For years, it was a commonplace practice—not only in his studio, but places worldwide—for teachers to touch a client’s body and correct their posture without asking for permission. After becoming more aware of trauma and how physical touch can trigger a traumatic reaction, Robles introduced a new method for clients to communicate whether they wanted a “physical assist” or vocal directions: wooden chips that say “Yes, assist” on one side and “Please refrain” on the other.

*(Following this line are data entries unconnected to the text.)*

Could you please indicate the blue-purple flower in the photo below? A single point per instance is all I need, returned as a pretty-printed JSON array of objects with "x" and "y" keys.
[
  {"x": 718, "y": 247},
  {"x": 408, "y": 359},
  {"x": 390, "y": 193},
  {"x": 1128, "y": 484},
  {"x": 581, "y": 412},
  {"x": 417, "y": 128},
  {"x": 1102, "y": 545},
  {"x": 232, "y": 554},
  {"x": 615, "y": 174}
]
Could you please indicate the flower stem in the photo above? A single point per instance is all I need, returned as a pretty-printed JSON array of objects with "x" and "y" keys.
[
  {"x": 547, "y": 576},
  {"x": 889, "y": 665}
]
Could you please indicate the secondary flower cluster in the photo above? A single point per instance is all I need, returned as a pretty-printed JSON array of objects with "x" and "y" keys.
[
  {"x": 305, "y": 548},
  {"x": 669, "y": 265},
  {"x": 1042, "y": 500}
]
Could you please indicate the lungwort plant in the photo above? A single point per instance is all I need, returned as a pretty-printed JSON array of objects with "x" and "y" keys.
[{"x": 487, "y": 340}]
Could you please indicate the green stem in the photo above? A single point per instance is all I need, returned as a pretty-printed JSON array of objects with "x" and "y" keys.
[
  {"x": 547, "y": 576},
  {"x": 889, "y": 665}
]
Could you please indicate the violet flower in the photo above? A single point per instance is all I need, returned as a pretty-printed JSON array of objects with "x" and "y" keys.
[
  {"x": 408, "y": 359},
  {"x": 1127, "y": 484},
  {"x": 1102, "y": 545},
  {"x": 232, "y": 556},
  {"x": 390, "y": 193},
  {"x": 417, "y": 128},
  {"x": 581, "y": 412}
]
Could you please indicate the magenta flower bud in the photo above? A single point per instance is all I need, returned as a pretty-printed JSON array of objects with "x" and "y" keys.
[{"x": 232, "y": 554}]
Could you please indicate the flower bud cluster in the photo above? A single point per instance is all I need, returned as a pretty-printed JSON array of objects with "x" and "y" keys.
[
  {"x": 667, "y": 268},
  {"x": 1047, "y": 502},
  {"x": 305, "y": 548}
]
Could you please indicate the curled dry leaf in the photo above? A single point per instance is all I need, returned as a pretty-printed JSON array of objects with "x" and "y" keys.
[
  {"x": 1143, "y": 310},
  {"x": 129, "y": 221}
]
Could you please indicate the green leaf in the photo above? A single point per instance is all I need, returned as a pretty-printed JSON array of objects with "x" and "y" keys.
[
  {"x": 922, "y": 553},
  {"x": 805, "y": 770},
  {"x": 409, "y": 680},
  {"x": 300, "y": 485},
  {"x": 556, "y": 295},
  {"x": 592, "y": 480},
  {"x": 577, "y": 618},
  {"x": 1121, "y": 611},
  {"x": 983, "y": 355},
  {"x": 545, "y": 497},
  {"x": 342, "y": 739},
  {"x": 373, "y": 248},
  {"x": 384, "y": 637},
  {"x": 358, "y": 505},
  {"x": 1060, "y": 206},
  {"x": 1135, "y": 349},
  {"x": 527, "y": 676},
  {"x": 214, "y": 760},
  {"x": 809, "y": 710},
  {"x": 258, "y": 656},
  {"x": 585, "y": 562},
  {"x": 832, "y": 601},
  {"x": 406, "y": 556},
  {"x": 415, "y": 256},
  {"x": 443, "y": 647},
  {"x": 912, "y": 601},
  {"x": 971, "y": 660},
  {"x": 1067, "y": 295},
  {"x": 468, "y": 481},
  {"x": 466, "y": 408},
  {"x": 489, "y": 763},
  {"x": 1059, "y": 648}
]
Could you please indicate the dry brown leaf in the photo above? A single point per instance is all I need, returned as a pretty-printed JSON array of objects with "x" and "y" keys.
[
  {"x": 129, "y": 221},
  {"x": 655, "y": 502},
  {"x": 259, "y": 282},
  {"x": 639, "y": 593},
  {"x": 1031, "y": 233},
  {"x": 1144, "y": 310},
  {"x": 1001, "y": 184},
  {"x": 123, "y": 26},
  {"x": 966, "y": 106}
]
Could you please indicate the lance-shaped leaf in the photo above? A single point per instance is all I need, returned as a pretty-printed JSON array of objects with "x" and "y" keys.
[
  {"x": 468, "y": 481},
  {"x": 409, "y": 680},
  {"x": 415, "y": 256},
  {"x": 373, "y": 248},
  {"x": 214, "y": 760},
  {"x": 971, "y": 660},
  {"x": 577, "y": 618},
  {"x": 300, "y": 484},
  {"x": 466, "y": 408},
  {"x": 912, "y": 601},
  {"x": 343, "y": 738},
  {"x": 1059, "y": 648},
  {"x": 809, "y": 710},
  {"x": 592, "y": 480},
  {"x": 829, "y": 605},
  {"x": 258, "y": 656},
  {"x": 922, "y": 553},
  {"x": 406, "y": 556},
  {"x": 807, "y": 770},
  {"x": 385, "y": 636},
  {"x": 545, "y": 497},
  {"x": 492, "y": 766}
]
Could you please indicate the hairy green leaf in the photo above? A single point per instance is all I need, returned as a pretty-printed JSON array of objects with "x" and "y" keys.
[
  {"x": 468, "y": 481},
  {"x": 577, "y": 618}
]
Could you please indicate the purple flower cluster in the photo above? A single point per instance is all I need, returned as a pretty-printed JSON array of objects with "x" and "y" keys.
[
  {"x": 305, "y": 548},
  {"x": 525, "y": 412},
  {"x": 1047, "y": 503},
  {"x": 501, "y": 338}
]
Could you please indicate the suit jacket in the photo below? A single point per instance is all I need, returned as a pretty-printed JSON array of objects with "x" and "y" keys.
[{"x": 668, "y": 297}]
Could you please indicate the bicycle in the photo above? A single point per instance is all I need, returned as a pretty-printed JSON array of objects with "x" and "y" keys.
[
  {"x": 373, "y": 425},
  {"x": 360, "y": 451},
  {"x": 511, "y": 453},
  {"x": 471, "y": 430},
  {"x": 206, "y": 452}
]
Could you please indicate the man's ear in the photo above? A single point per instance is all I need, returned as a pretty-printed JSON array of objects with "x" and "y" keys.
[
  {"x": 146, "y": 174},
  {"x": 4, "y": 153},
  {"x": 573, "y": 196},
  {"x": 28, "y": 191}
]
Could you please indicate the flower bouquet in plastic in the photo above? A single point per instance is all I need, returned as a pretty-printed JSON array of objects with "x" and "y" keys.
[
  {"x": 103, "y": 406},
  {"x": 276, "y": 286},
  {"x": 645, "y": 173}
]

“It’s something that I’m only even now, through this program, becoming more aware of—just the sheer prevalence of trauma in the yoga room. Once you start to see it, and you’re trained to look for it, it’s everywhere,” said Robles, who introduced the new technique to his clients this past winter. “With COVID-19, the issues of touch may be a moot point for a long time, but the shift of thinking to being more mindful and respectful of differences in how touch and personal space is experienced will remain. In fact, such considerations may become even more important in the long run due to the pandemic.”

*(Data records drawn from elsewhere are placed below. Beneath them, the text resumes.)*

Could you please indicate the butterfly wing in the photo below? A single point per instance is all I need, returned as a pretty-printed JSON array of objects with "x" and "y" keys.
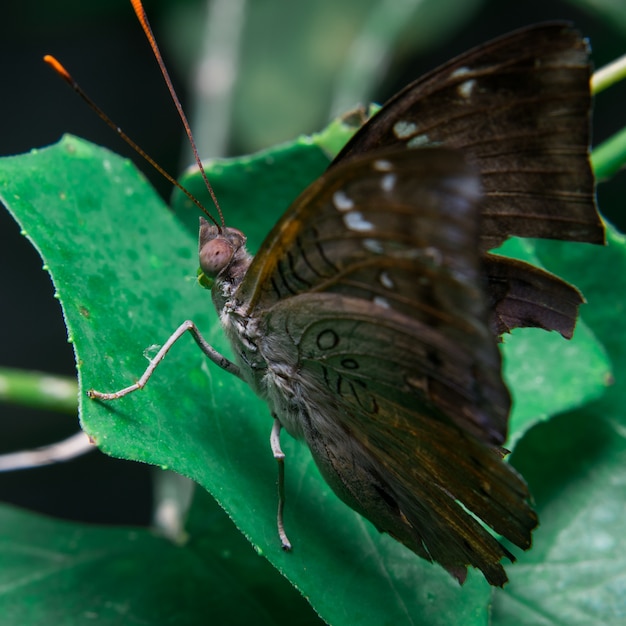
[
  {"x": 374, "y": 325},
  {"x": 403, "y": 434},
  {"x": 519, "y": 108}
]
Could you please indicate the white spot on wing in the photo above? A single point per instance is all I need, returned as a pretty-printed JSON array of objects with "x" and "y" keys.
[
  {"x": 404, "y": 130},
  {"x": 460, "y": 71},
  {"x": 354, "y": 221},
  {"x": 342, "y": 202},
  {"x": 382, "y": 165},
  {"x": 373, "y": 245},
  {"x": 418, "y": 141},
  {"x": 388, "y": 182},
  {"x": 385, "y": 280}
]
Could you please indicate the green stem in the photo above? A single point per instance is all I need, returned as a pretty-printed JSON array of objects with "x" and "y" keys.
[{"x": 39, "y": 390}]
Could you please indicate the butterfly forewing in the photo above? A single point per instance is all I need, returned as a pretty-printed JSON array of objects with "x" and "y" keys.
[{"x": 367, "y": 319}]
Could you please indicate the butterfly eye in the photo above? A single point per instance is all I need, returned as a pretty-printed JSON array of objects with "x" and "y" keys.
[{"x": 215, "y": 255}]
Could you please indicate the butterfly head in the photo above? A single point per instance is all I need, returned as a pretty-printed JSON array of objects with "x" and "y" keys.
[{"x": 223, "y": 254}]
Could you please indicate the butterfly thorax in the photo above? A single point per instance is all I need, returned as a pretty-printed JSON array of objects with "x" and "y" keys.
[{"x": 225, "y": 260}]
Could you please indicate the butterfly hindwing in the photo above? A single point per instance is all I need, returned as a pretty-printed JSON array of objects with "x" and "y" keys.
[{"x": 374, "y": 312}]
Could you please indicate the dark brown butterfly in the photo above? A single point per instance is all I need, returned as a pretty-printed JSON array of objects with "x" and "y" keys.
[{"x": 370, "y": 317}]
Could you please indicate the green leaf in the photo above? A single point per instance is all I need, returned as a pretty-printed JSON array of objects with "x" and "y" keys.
[
  {"x": 125, "y": 270},
  {"x": 576, "y": 468},
  {"x": 62, "y": 573}
]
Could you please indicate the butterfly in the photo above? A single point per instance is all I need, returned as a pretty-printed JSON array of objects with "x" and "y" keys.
[{"x": 369, "y": 319}]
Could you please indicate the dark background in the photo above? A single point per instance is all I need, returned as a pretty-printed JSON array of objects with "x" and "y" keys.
[{"x": 102, "y": 45}]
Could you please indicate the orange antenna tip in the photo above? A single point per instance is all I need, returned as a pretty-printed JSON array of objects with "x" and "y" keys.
[{"x": 57, "y": 67}]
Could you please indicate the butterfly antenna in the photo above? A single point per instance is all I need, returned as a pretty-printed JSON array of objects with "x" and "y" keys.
[
  {"x": 67, "y": 77},
  {"x": 143, "y": 20}
]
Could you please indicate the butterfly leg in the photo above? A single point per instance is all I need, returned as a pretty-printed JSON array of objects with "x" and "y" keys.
[
  {"x": 210, "y": 352},
  {"x": 279, "y": 455}
]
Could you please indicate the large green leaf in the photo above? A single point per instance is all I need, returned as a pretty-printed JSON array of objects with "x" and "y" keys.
[
  {"x": 124, "y": 269},
  {"x": 576, "y": 467},
  {"x": 67, "y": 574}
]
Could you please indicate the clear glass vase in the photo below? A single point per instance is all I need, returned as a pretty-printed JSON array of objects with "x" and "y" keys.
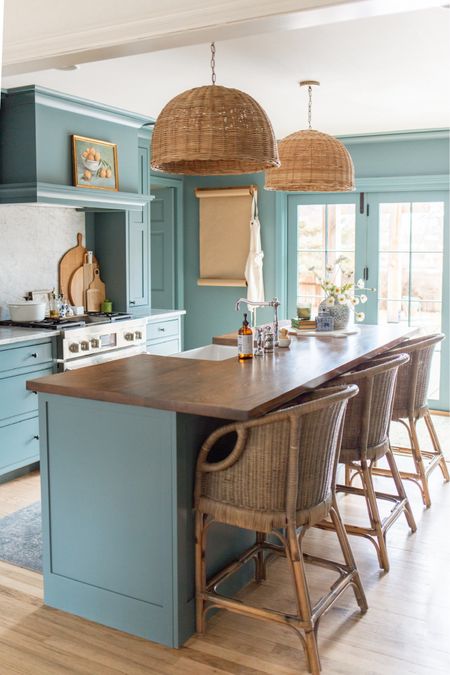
[{"x": 340, "y": 314}]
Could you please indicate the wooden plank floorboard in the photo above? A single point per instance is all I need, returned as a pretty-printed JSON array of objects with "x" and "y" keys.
[{"x": 405, "y": 632}]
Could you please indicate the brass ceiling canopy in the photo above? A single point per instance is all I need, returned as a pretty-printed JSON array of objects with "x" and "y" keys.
[
  {"x": 213, "y": 130},
  {"x": 312, "y": 161}
]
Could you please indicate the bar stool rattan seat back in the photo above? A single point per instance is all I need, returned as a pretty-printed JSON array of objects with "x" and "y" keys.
[
  {"x": 410, "y": 405},
  {"x": 366, "y": 440},
  {"x": 278, "y": 479}
]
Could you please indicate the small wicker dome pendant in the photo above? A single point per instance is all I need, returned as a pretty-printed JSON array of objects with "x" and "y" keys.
[
  {"x": 213, "y": 130},
  {"x": 312, "y": 161}
]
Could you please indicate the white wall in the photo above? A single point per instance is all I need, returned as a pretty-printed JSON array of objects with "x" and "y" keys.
[{"x": 32, "y": 241}]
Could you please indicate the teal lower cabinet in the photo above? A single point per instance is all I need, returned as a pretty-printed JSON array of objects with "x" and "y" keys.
[
  {"x": 19, "y": 426},
  {"x": 164, "y": 336},
  {"x": 118, "y": 522}
]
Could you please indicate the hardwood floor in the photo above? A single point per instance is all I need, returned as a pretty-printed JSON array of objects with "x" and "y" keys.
[{"x": 405, "y": 631}]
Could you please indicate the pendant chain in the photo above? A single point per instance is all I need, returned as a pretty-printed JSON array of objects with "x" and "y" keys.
[
  {"x": 309, "y": 105},
  {"x": 213, "y": 62}
]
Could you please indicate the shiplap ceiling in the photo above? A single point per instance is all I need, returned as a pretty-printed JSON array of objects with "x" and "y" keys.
[{"x": 380, "y": 71}]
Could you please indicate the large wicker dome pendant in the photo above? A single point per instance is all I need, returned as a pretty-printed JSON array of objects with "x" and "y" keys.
[
  {"x": 312, "y": 161},
  {"x": 213, "y": 130}
]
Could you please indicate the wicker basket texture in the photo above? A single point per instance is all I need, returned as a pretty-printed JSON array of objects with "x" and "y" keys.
[
  {"x": 312, "y": 161},
  {"x": 213, "y": 130}
]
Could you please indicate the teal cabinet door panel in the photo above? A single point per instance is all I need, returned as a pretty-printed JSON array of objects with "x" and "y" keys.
[
  {"x": 15, "y": 399},
  {"x": 99, "y": 482},
  {"x": 163, "y": 249},
  {"x": 138, "y": 259},
  {"x": 19, "y": 445},
  {"x": 23, "y": 357}
]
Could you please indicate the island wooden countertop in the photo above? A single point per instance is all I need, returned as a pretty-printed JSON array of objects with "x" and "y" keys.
[{"x": 227, "y": 389}]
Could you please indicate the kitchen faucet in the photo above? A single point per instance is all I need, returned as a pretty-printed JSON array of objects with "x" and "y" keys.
[{"x": 252, "y": 305}]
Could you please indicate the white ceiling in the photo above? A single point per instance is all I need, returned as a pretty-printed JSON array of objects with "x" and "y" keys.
[{"x": 377, "y": 73}]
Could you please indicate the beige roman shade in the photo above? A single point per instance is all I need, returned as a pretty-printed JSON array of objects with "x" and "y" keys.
[{"x": 224, "y": 234}]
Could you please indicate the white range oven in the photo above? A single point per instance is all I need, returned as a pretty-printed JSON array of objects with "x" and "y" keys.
[
  {"x": 92, "y": 338},
  {"x": 78, "y": 347}
]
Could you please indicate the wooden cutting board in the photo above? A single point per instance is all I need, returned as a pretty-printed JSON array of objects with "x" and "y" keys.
[
  {"x": 88, "y": 272},
  {"x": 95, "y": 294},
  {"x": 76, "y": 287},
  {"x": 69, "y": 263}
]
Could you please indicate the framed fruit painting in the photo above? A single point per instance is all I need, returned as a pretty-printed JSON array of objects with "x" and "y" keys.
[{"x": 94, "y": 163}]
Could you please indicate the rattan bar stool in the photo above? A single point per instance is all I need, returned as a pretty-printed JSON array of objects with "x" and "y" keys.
[
  {"x": 278, "y": 480},
  {"x": 410, "y": 405},
  {"x": 365, "y": 440}
]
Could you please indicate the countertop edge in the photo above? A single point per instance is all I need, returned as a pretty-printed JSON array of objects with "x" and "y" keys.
[{"x": 32, "y": 336}]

Ultimately, Robles wants to become a full-time mental health counselor, while continuing to work with clients at the Liberation Yoga & Wellness Center with his wife.
“I believe my experiences as a yoga teacher will greatly inform my counseling, and I hope that once I’m fully licensed, I will be able to offer some expertise to the community of yoga teachers in the form of workshops or continuing education,” he said.
That includes teaching yogis-in-training about trauma-informed yoga practices—something he himself wasn’t trained on, he said.
“The real thing that’s going to benefit my yoga community is additional training for my staff and teachers on how to handle those situations when they arise with more grace and certainty … really knowing what the resources are and learning how to recognize certain things,” said Robles, who will intern at a trauma-specialized counseling center next year.
In the future, he said, he sees yoga teachers taking spirituality to a new level.
“As a friend of mine who’s a Unitarian minister says,” said Robles, “Yoga teachers are the new clergy.”